Il primo tempo si chiude con gli occhi spiritati del portiere della Juventus, dove il bambino dentro il corpo d'uomo maturo inizia ad indispettirsi per una determinata configurazione di eventi accaduti, in previsione di eventi nefasti in grado di realizzarsi nel proseguo.

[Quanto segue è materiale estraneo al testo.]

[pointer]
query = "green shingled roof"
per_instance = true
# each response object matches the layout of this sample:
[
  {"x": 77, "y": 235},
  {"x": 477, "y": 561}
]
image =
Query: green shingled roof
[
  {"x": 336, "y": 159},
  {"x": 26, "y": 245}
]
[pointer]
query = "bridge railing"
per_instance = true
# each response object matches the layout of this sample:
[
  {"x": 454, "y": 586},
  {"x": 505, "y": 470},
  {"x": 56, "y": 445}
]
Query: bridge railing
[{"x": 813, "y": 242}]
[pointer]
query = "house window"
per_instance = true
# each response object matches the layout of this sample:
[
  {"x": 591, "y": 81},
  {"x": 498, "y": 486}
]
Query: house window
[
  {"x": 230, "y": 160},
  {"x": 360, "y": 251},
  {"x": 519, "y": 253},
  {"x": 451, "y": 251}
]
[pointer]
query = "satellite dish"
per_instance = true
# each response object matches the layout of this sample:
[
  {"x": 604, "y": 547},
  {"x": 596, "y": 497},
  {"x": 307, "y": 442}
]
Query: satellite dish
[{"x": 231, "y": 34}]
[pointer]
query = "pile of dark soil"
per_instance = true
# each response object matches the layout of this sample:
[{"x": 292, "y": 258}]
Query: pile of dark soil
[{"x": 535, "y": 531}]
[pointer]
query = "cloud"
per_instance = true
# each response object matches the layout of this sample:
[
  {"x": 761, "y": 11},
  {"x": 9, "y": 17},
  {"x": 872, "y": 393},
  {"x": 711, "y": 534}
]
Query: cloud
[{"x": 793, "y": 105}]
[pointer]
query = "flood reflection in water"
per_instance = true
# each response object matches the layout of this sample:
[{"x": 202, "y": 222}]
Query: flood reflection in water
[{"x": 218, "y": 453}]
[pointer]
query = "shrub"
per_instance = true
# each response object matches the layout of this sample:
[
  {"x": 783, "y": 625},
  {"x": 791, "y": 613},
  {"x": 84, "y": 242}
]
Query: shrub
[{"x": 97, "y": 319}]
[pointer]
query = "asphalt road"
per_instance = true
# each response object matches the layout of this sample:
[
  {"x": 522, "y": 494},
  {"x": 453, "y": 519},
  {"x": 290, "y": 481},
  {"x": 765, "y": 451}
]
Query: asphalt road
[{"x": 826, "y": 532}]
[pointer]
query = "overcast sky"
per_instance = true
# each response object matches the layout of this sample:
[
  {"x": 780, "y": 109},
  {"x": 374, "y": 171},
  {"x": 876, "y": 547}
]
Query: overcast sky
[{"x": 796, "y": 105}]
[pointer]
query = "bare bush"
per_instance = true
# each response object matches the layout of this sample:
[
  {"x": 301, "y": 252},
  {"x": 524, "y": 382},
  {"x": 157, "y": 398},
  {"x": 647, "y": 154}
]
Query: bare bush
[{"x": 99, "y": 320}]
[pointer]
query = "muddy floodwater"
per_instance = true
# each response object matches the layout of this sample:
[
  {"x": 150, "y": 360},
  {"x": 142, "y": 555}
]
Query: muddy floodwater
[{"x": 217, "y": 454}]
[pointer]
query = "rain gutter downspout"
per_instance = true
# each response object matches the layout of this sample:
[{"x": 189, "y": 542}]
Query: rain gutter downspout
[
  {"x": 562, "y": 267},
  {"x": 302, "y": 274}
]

Inizia il secondo tempo e prosegue secondo ritmi di calcio estivo, Buffon dalla cabina di regia cerca ancor di più di esortare i suoi, di comandarli , di indirizzare specifici eventi ma egli è un direttore d'orchestra in distonia con i musicisti in campo che con il passare del tempo  perdono sempre di più la lucidità mentale nell'eseguire lo spartito. Esempio di tutto ciò è Bernardeschi che nel tempo di recupero, l'ultimo minuto disponibile, nello spostarsi il pallone sul piede preferito regala in maniera incomprensibile un calcio d'angolo al Napoli, generando la preoccupazione e, allo stesso tempo, l'eccitazione negli occhi di Buffon, segnali d'imminente pericolo. Politano calcia una parabola ad uscire che scavalca Alex Sandro impattando lo stacco imperiale di Maksimovic che trova un balzo felino di Buffon che respinge la sfera lasciandola là, ad un'unghia dalla linea di porta, dove Elmas si precipita per incidere il punto a questa finale ma, là dove non osano gli uomini ci pensa il divino con un palo nel negare al centrocampista del Napoli il gol vittoria. Gigi sorride, sa bene che l'ha scampata di nuovo, da un dieci ad Alex Sandro e al fischio finale si prepara all'ultimo atto della Coppa Italia. I rigori, hanno dato tanto a Gigi Buffon nella finale mondiale del 2006 ma hanno tolto altrettanto nella finale di Manchester del 2003; questa volta i proiettili vanno a segno, il bambino non riesce a tramutarli in coriandoli con i quali avrebbe voluto inondare se stesso e i propri compagni in questa finale, l'ennesima finale. L'epilogo lascia Buffon che applaude gli avversari che alzano il trofeo al cielo, ma gli insegnamenti per la Juventus sono da riscontrare in terra; quella superficie materiale che vede erigere il monumento della juventinità ancora in azione, in grado di dare tutto, di emozionare ed emozionarsi per parate e bestemmie. Se fosse possibile trapiantare quel sentimento d'appartenenza alla causa bianconera in tutta la squadra, almeno metà dell'identità, del sentimento che Buffon ha per la Juventus come comunità e valori, allora si potrebbe pur perdere ma evitando di chinare il capo, annullando atteggiamenti e presunzioni individuali per tutta la durata della partita.
Juve riparti guardando gli occhi di quel bambino quarantaduenne, ricomincia con uno spirito differente, poi arriverà il resto.